Now, let's add in the plotting of each state. The first part is as before:

import matplotlib.pyplot as plt
from mpl_toolkits.basemap import Basemap
from matplotlib.patches import Polygon

# create the map
map = Basemap(llcrnrlon=-119,llcrnrlat=22,urcrnrlon=-64,urcrnrlat=49,
        projection='lcc',lat_1=33,lat_2=45,lon_0=-95)

# load the shapefile, use the name 'states'
map.readshapefile('st99_d00', name='states', drawbounds=True)
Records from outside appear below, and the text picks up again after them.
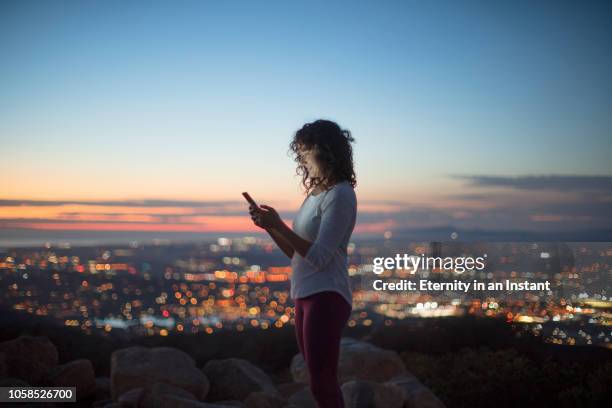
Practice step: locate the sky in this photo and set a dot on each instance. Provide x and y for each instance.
(155, 116)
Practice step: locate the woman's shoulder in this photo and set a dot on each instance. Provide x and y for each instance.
(343, 190)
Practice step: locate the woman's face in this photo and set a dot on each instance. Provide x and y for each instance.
(308, 156)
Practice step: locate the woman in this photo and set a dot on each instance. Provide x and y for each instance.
(317, 247)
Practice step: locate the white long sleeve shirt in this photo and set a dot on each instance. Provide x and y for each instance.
(327, 220)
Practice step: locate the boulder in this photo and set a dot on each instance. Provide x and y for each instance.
(231, 403)
(261, 399)
(101, 403)
(414, 393)
(303, 399)
(102, 390)
(178, 402)
(159, 395)
(3, 365)
(368, 394)
(131, 398)
(26, 369)
(288, 389)
(78, 373)
(235, 378)
(39, 349)
(358, 360)
(13, 382)
(139, 366)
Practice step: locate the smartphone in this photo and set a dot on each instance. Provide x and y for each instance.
(249, 199)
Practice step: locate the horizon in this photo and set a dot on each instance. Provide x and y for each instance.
(125, 118)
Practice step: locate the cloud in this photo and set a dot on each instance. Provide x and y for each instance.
(549, 182)
(120, 203)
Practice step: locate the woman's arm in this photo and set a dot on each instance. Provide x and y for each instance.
(281, 242)
(296, 242)
(338, 211)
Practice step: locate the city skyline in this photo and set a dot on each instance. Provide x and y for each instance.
(132, 117)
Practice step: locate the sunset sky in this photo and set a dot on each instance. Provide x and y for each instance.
(155, 116)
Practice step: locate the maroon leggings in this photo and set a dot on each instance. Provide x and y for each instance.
(319, 320)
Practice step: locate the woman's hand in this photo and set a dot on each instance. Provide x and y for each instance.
(264, 216)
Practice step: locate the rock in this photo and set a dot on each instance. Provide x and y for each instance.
(13, 382)
(358, 360)
(3, 365)
(178, 402)
(157, 396)
(414, 393)
(368, 394)
(235, 378)
(101, 403)
(26, 369)
(139, 366)
(260, 399)
(288, 389)
(131, 398)
(102, 390)
(39, 349)
(303, 399)
(78, 373)
(230, 403)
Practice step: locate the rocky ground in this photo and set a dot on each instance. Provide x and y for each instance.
(159, 377)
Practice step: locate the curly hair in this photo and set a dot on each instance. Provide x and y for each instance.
(333, 153)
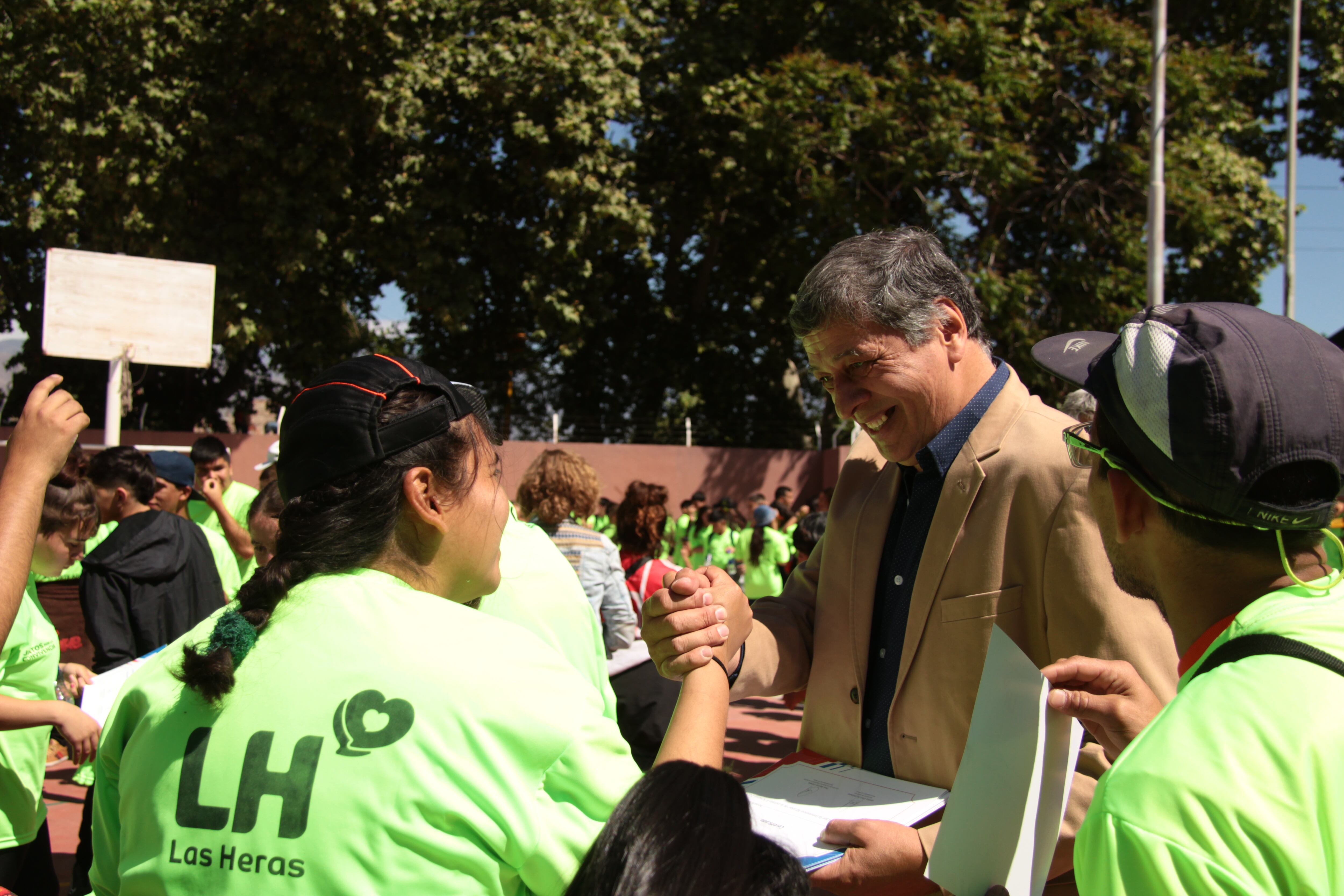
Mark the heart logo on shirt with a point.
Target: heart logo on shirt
(369, 720)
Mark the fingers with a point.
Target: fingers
(664, 602)
(1088, 707)
(1099, 676)
(42, 390)
(842, 832)
(679, 667)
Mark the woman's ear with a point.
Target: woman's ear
(425, 498)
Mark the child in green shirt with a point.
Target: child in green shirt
(351, 723)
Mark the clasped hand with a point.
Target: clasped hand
(697, 615)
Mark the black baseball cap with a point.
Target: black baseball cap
(1210, 397)
(331, 428)
(174, 467)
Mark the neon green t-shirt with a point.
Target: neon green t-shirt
(73, 572)
(378, 741)
(717, 550)
(226, 562)
(764, 578)
(238, 499)
(1237, 786)
(539, 592)
(27, 672)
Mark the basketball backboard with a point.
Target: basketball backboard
(99, 304)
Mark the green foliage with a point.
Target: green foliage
(315, 152)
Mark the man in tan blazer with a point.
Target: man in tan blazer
(957, 511)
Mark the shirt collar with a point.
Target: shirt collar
(944, 449)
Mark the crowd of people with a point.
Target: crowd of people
(382, 673)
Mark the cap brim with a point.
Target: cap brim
(1070, 355)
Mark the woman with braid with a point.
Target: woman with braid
(350, 723)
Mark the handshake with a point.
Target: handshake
(695, 617)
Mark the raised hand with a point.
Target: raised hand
(48, 429)
(1108, 696)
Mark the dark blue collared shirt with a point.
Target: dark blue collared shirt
(910, 520)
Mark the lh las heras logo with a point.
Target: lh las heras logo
(294, 786)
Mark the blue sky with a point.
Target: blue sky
(1320, 248)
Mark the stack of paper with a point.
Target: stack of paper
(793, 802)
(1009, 800)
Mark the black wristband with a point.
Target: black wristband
(742, 658)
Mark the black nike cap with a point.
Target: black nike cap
(331, 428)
(1210, 397)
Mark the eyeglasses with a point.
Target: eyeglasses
(1081, 451)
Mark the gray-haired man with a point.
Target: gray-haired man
(961, 514)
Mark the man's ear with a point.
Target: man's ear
(1134, 507)
(952, 330)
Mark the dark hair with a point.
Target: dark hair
(686, 831)
(339, 526)
(642, 516)
(70, 500)
(209, 449)
(892, 279)
(1300, 483)
(128, 468)
(268, 503)
(811, 529)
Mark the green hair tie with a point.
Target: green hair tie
(236, 633)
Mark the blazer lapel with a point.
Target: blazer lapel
(866, 558)
(959, 494)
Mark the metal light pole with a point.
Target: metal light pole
(1158, 178)
(1291, 187)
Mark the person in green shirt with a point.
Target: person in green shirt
(1216, 453)
(718, 543)
(351, 723)
(761, 553)
(539, 592)
(224, 502)
(46, 514)
(175, 477)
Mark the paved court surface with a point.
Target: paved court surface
(65, 804)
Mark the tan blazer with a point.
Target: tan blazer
(1013, 543)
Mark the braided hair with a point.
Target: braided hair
(331, 529)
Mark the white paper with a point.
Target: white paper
(1009, 800)
(101, 694)
(793, 804)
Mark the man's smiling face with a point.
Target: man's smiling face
(898, 394)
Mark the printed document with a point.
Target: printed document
(793, 804)
(1009, 800)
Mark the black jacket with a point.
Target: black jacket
(148, 584)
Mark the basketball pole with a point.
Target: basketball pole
(1156, 169)
(1291, 187)
(112, 416)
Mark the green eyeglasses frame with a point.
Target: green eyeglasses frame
(1081, 451)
ax = plt.gca() # get current axes instance

# collect the state names from the shapefile attributes so we can
# look up the shape obect for a state by it's name
names = []
for shape_dict in map.states_info:
    names.append(shape_dict['NAME'])

What changes is how we add colors to each state. The line c = ... sets the color to be 100% red, a percentage of green that's based on the scaled totals, and 100% blue. When the scaled total for a state is low, this is close to 100% red, 100% green, and 100% blue, which is white (on the computer, colors mix like light, instead of the traditional paint-- that is, as you add more, instead of getting darker (like paint), it gets lighter). When the scaled total for a state is high, the color is still 100% red and blue but the green decreases, so, the color appears more purple:

#For each state that we have Lyme Disease data:
for i in range(len(stateNames)):
     print "Plotting", stateNames[i]
     seg = map.states[names.index(stateNames[i])]
     c = (1.0,1.0-scaledTotals[i],1.0)
     poly = Polygon(seg, facecolor=c,edgecolor='black')
     ax.add_patch(poly)
     
plt.show()

(The whole file is in lymeMapped.py).

Challenges:

Make plots for the data only from the last year in the file: 2011.
Make a plot that shows the net increase in cases from 2010 to 2011 for each state.
Hint: Look at the CSV file and describe the steps you would need to compute this, then translate into Python.
Some states might have a decrease (which will give a negative number for the difference). There are several ways to handle this:
- Take the absolute value (abs()) and just map the change.
- Set any negative values to 0. To do this with a list comprehension: [0 if i < 0 else i for i in myList]
- Check for negative values when setting the color. If the change is negative, use a red scaled color to fill in the state, and if positive use a green scaled color.
(Optional): Normalize the data by population size. That is, plot for each state the per capita incidence rates (fillstates.py has population for each state).